Während die Umweltminister darum ringen, wie ihre Länder sich am Arten- und Klimaschutz beteiligen sollen, geht ein Göttinger Naturkosthändler mit einem ungewöhnlichen Beispiel voran. Besonders beim Handel und Transport mit exotischen Früchten wird viel CO2 produziert. Um diese Emissionen wieder gutzumachen, hat sich Hermann Heldberg aus Göttingen ein klimafreundliches System ausgedacht.

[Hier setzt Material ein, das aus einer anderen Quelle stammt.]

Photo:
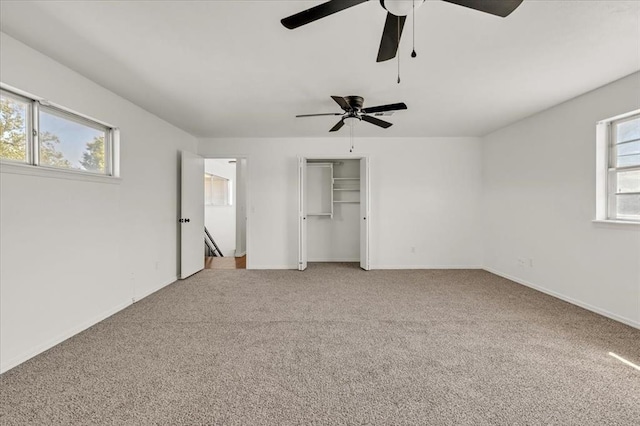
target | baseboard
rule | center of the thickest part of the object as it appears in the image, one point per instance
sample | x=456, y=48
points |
x=61, y=338
x=599, y=311
x=150, y=292
x=335, y=260
x=267, y=267
x=426, y=267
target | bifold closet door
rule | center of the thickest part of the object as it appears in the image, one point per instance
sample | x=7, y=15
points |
x=364, y=214
x=191, y=214
x=302, y=214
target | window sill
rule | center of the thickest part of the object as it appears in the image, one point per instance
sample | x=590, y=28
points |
x=616, y=222
x=31, y=170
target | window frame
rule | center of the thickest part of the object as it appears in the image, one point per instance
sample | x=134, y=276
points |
x=32, y=163
x=607, y=171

Von Carolin Hoffrogge | 16.03.2007
    In den riesigen Lagerhallen des Göttinger Naturkostgroßhändlers Hermann Heldberg stapeln sich die Kisten bis unter die Decke. Bananen, Möhren, Kohlrabi, Apfelsinen. Alle Produkte sind zwar ökologisch und damit klimaschonend angebaut worden, aber trotzdem - so Hermann Heldberg - belasten sie das Klima mit Kohlendioxid. Sein Beispiel: der Transport von Bananen:
    " Es gibt Vorabberechnungen für die Bananen, und die Summe ist schon nicht ganz unerheblich, etwa über 5000 Tonnen pro Jahr allein nur für den Import der Bananen aus der Dominikanischen Republik. "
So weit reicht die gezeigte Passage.